On Our Radar: In "Instant Cash for Gold", Jill Barber sends a message that playing music has its challenges

    1 of 2 2 of 2

      There’s perception, and then there’s reality, the latter playing an understated but significant role in Jill Barber’s new video for “Instant Cash for Gold.” 

      On the surface everything looks pretty much idyllic, starting with a Country Living barn that comes complete with picture-perfect hay bales, splintered-pine siding, and rows of ‘40s farmhouse chairs. Even better, that barn seemingly houses a dream-hazed secondhand store specializing in retro-clocks, paintings of hopelessly sad clowns, pre-television kids’ toys, and faded tobacco tins (pass the Ogden’s Virginia cut plug and the rolling papers!)

      Barber, who's as comfortable with indie soft-rock and springtime-in-Paris pop as she is with throwback jazz, certainly looks serene and relaxed enough with her acoustic guitar and casual blue dress. 

      But there’s also a serious melancholy streak in her delivery, fitting considering “Instant Cash for Gold” meshes rainy-day country with soft introspective folk. 

      On video-backdrop story, Barber offers this: "I've always been fascinated by second hand objects sitting on a shelf: How an object's sentimental value, which depends entirely on a person's lived experience with it, can differ so much from its monetary value, which depends entirely on what a person is willing to pay for it. There's a sadness, but also a beauty to a ramshackle collection of things-from-people's past that I find intriguing. Self-directed and shot handheld on an iPhone at MacCool's Re-use, in Chadsey's barn and along the bucolic roads of Prince Edward County, ON where my parents live, I wanted this video to capture the warmth, longing and personal reflection expressed in my song "Instant Cash for Gold".

      As for what Barber is really saying in the tune and clip, that brings us back to perception and reality. Remember that old Dire Straits hit about how musicians—or at least the semi-successful ones–get their money for nothing? 

      To those who’ve never spent endless hours in a tour van, eaten warm cold-cuts off a deli tray in a colder green room, or played to six people in Thunder Bay on Friday night, music is the greatest job in the world. Who wouldn’t love getting paid to play guitar, work an hour or so a day, and generally live the endlessly romantic life of a nomad? 

      Except that, at some point–especially after the novelty has worn off and the responsibilities that come with adulthood arrive–things get a little more challenging for everyone not lucky enough to be part of pop music’s One Percent club. 

      The Vancouver-based Barber, who now balances a career in music with the endless demands of being a wife and a mother, explains where she’s at during this phase of her life with, “ “One day I was headlining Massey Hall, and the next day I was sweeping a messy hall”. 

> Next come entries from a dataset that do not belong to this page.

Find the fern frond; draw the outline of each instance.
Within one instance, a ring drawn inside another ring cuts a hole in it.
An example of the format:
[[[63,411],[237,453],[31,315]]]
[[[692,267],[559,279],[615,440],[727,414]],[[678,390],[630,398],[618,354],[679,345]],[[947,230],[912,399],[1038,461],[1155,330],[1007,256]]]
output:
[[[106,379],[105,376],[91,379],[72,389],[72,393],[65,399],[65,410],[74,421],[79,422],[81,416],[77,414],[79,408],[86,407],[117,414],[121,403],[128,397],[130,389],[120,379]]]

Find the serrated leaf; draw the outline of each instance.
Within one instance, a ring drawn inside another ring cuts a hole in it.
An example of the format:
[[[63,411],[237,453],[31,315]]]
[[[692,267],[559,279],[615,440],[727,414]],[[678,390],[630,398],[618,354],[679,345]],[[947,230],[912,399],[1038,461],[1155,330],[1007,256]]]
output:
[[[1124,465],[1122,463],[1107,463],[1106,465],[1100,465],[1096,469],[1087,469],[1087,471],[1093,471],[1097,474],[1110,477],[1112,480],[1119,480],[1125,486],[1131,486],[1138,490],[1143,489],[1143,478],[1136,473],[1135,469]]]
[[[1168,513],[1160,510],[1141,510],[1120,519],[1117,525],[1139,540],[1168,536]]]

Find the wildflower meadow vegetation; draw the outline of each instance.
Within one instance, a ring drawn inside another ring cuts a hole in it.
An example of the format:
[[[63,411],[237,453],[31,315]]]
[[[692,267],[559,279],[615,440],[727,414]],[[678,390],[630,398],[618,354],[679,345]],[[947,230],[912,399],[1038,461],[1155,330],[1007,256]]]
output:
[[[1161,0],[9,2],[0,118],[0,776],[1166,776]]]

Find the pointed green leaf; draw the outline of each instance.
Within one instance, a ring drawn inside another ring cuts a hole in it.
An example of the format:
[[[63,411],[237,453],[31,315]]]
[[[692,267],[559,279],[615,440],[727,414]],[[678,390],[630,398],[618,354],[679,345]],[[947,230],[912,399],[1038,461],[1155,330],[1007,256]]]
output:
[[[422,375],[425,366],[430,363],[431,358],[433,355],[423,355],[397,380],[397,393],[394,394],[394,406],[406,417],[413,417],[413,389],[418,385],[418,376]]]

      Need more on “Instant Cash for Gold"? Here you go: “[It’s] a reflection on the chasm that exists between the personal value that music holds for people, relative to its commercial value. Sadly, the persistent undervaluing of music forces so many of us musicians to trade it all in—often in a defeated way, much like those willing to trade in their most valued possession out of pure desperation to have cash in hand.” 

      Reality doesn’t necessarily bite, but it often drives home that everything, despite appearances to the contrary, is indeed relative.